Looking at these three scenarios, it is pretty clear to me that classrooms and class sizes are primary determinants of student engagement strategies. With each adjustment to the size and space, we see a change in the definition of the relationship between students and faculty, and we see a change in the overall goals of the course. That doesn’t mean that only seminars are good learning environments. Each of these approaches has value. Indeed, sometimes students need the experience of the more structured learning environments before they can be successful participants in a seminar. But it is important to consider each size and pedagogy as part of a portfolio of learning environments at a university, always looking for the right balance of experiences.
So, what of media ecology? Well, we media ecologists tend to move from macro to micro and back to macro perspectives with great fluidity. We might look at the structure of education in terms of interlocking systems (public, private, elite, accessible, etc.), and focus our attention to socio-political context of higher education is driving the metrics of evaluation of our successes. We might look at physical environments and class size, as I have here, and focus our attention on the intersection of pedagogy and economics. Or we might drill down to the impact of a particular technology (clickers) on a learning environment, examining the outcomes in terms of the conceptions of education implied. Each of these approaches sets the boundaries of our analysis in a new place, but the common thread is this: we know that environments have implications, they are not neutral.

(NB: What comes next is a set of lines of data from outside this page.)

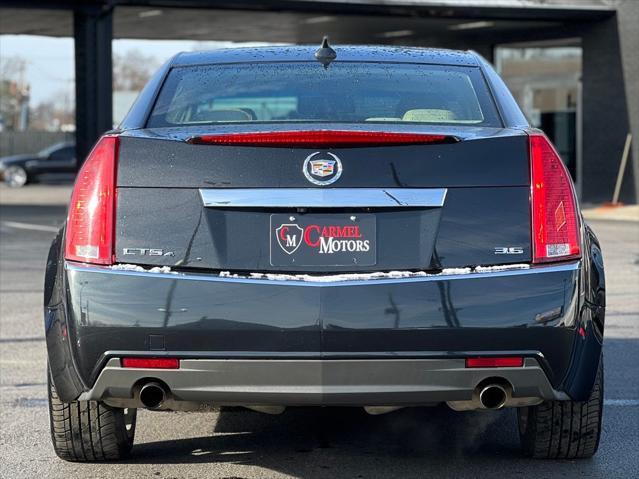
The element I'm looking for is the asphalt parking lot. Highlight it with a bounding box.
[0,185,637,479]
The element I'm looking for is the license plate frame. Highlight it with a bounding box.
[269,214,377,267]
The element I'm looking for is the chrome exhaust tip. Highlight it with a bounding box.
[478,384,508,409]
[139,382,167,408]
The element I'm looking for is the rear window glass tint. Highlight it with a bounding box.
[148,62,501,127]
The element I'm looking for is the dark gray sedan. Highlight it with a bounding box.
[44,43,605,462]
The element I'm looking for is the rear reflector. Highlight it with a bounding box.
[186,130,456,147]
[64,136,118,265]
[529,133,581,263]
[466,357,524,368]
[121,358,180,369]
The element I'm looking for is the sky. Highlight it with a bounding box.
[0,35,274,105]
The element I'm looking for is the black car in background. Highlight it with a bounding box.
[0,142,76,187]
[44,44,606,462]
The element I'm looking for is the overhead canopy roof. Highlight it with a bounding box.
[0,1,614,44]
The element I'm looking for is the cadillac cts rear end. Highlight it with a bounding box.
[45,44,605,462]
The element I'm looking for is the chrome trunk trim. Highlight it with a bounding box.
[199,188,447,208]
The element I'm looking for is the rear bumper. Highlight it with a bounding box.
[45,259,603,403]
[82,357,562,410]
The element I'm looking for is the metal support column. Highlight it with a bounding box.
[582,17,635,203]
[74,5,113,165]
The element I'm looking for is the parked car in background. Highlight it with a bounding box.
[0,142,76,187]
[45,43,605,462]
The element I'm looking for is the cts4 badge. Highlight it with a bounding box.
[303,152,342,185]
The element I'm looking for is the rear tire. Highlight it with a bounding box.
[48,369,137,462]
[518,357,603,459]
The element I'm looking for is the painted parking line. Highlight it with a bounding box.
[604,399,639,407]
[1,221,60,233]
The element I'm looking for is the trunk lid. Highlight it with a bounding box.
[114,125,531,272]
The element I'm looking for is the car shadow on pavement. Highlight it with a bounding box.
[128,405,516,463]
[123,404,607,478]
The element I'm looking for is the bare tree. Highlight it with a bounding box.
[113,50,160,91]
[0,56,29,130]
[30,86,75,131]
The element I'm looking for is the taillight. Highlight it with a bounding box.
[529,133,581,263]
[186,130,457,147]
[64,136,118,265]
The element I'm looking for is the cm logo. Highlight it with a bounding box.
[275,224,303,255]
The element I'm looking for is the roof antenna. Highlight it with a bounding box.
[315,36,336,68]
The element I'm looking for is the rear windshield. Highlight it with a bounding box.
[148,62,501,127]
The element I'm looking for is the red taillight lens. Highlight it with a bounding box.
[529,133,581,264]
[187,130,456,147]
[465,357,524,368]
[121,357,180,369]
[64,136,118,265]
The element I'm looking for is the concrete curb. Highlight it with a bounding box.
[582,205,639,223]
[0,184,72,206]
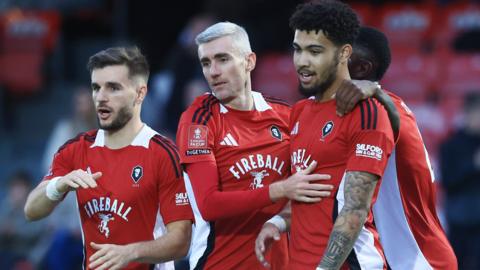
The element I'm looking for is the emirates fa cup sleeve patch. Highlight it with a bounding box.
[188,125,208,148]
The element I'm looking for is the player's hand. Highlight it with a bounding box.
[56,170,102,193]
[335,79,379,116]
[89,242,134,270]
[255,222,282,268]
[271,161,333,202]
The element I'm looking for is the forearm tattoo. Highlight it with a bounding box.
[318,171,378,270]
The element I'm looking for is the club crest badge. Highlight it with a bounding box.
[131,165,143,183]
[322,121,334,139]
[270,125,282,141]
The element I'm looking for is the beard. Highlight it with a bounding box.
[298,55,339,98]
[97,106,133,132]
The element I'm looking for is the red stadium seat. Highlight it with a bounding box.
[0,50,44,93]
[437,52,480,97]
[375,3,438,51]
[381,48,438,100]
[434,3,480,51]
[0,10,60,95]
[253,52,302,104]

As the person charged with overseeing the academic programs of my university, this is the most important thing to know; environments are not neutral. This lens shapes my decisions about technology investments, to be sure, but of much greater importance, it forces me to look at the interconnection between space, time, class sizes, schedules, and conceptions of education. Media ecology demands that we think about the interconnections between these things, and not fall for the promises of a one-size-fits-all solution.
Most of all, media ecology reminds me to always ask two important questions in every situation in which I might want to try a new educational strategy: 1. What problem am I trying to solve? and 2. What are the potential unintended consequences of that solution? These are the questions that can keep this whole higher education enterprise honest.